Grundsätzlich hat der Arbeitgeber die Vergütung der zurückliegenden Monate, also der Monate zwischen beabsichtigtem Kündigungstermin (im Beispiel oben ab April 2018) und rechtskräftig festgestellter Weiterbeschäftigung nachzubezahlen. Natürlich abzüglich erhaltenem Arbeitslosengeld. Hat der Arbeitnehmer in der Zwischenzeit eine neue Arbeit gefunden, wird auch dieser Lohn angerechnet.

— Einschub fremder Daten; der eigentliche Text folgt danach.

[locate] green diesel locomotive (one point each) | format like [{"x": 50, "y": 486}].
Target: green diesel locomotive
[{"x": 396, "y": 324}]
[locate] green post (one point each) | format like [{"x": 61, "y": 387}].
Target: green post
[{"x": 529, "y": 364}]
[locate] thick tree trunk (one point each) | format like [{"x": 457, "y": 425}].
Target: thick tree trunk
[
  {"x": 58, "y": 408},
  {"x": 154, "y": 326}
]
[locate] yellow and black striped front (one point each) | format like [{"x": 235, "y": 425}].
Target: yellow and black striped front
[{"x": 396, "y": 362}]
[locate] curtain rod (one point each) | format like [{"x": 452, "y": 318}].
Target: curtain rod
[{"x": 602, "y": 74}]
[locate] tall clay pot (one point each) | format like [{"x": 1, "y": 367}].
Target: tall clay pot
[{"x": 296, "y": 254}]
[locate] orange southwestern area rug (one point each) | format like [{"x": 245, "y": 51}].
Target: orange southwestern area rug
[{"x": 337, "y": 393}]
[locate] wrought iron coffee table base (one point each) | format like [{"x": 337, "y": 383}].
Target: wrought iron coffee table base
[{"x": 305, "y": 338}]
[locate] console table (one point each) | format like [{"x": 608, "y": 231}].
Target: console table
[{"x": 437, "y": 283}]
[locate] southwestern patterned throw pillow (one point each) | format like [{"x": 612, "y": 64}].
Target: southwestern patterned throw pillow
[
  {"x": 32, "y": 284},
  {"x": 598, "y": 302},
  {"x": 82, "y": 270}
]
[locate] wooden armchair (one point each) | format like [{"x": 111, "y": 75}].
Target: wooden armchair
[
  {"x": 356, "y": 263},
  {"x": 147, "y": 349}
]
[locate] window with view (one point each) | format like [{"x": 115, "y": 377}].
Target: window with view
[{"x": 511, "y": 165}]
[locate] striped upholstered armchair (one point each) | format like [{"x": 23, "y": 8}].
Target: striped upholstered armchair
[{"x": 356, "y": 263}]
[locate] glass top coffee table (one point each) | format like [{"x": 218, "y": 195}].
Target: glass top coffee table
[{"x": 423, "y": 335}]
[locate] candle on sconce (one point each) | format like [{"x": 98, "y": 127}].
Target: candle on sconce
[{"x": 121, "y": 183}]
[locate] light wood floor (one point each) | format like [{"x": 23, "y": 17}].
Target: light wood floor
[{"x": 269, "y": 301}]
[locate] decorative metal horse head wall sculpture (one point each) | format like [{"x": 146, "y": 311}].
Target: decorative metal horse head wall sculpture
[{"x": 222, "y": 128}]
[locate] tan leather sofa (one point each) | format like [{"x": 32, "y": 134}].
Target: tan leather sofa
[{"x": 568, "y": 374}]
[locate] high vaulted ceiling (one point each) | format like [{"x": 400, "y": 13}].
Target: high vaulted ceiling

So einfach ist es nun nicht mehr.

Neu nach dem Urteil des Bundesarbeitsgerichts (BAG) vom 27.05.2020 - 5 AZR 387/19:

Geht der Arbeitgeber davon aus, dass es dem Arbeitnehmer möglich gewesen wäre, eine neue Beschäftigung anzutreten und damit anderweitig Vergütung zu erzielen, kann er vom Arbeitnehmer schriftliche Auskunft über die von der Agentur für Arbeit und dem Jobcenter dem Arbeitnehmer unterbreiteten Vermittlungsvorschläge unter Nennung von Tätigkeit, Arbeitszeit, Arbeitsort und Vergütung verlangen.

Nach der Begründung des BAG beruht dieses Auskunftsbegehren auf einer Nebenpflicht des Arbeitnehmers aus dem Arbeitsverhältnis gemäß § 242 BGB.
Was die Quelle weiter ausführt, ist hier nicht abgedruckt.